How often in our days and lifes is the idea more appealing than the actual person or goal? How often is the prospect of something dreaded more appalling than when you’re actually there living through it?
How often do we fall in love with the idea of something that could eventualy become dear, loved or near to us? How often is the sublimated image of someone or something more uplifting than love, life or death itself?
Could it simply be that we’re just afraid of the real thing? Or is it not more likely that like with all things we simply grow bored by everything after a certain moment? And it would seem that these moments get shorter and shorter. Welcome the new Millenium. So maybe we can live better with the images we make up of things. And if this is the case, wouldn’t it stand for a lot of lost loves, sweethearts, friends and interests?

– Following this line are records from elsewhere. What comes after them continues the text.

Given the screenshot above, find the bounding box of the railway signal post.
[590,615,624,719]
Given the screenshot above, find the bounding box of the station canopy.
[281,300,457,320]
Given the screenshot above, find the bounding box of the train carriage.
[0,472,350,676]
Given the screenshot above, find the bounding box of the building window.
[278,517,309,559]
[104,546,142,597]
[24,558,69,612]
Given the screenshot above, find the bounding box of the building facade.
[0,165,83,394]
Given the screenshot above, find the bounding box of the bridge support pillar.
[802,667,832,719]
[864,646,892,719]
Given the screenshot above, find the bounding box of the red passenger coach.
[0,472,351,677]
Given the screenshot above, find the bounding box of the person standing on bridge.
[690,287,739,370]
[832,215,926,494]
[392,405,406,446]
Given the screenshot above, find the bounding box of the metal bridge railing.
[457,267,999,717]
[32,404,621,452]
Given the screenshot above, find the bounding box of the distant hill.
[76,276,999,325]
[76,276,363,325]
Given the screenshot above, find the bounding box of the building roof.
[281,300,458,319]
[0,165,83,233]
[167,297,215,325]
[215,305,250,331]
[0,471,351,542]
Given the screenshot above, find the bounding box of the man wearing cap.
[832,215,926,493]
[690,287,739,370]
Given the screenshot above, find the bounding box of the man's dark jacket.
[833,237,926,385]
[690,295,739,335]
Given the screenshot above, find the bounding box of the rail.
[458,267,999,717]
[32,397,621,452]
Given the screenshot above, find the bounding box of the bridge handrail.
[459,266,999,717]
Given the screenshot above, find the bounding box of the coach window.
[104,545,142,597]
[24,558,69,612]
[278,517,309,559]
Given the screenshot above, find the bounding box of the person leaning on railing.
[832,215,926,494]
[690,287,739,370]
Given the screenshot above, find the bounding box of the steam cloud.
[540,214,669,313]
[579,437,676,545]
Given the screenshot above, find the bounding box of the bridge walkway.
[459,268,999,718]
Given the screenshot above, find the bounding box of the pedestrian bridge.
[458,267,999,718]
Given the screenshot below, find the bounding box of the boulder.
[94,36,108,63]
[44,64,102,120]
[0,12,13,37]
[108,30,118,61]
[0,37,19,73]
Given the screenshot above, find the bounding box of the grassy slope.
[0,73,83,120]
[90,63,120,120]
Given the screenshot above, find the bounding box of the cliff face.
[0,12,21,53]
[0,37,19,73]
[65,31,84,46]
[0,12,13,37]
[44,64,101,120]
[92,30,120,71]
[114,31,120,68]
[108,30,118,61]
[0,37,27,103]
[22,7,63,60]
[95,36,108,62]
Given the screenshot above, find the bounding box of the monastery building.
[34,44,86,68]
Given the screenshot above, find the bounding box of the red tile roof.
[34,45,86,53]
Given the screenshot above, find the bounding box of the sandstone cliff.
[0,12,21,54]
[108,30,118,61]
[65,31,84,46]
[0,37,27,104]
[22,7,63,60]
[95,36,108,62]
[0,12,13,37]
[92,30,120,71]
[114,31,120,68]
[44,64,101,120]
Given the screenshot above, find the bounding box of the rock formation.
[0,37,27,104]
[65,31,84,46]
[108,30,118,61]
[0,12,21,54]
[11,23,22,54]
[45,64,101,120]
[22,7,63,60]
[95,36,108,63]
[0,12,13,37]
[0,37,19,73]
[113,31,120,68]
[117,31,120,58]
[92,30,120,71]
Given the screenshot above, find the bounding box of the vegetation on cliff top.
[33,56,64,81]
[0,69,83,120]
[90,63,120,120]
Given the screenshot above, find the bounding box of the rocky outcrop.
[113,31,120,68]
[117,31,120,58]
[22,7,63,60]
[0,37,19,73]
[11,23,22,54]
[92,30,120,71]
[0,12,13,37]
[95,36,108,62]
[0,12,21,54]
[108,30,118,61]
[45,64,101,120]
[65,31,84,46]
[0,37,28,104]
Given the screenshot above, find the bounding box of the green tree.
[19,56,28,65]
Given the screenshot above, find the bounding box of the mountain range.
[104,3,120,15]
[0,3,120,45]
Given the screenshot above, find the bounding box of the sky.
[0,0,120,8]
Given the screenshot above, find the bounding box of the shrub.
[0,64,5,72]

Reading it out on page now makes me think of a stupid common place in that twisted language of mine.
But, what made Romeo and Juliet the icon a eternal love if not the fact that they simply had no chance or time for bickering, door flinging, pottery bashing, first grey hairs and lines and the shock of seeing their lover wake up in the morning with a crumpled face?
And if this was love’s last wisdom, Stendhal was right after all: “The pleasures of love are always in proportion to our fears…”
And if the fear of not loving at all is bigger than the fear of being wronged or to wrong in love… how proportioned will be a love blossoming out of that fear?
A very small degree of hope is sufficient to cause the birth of love.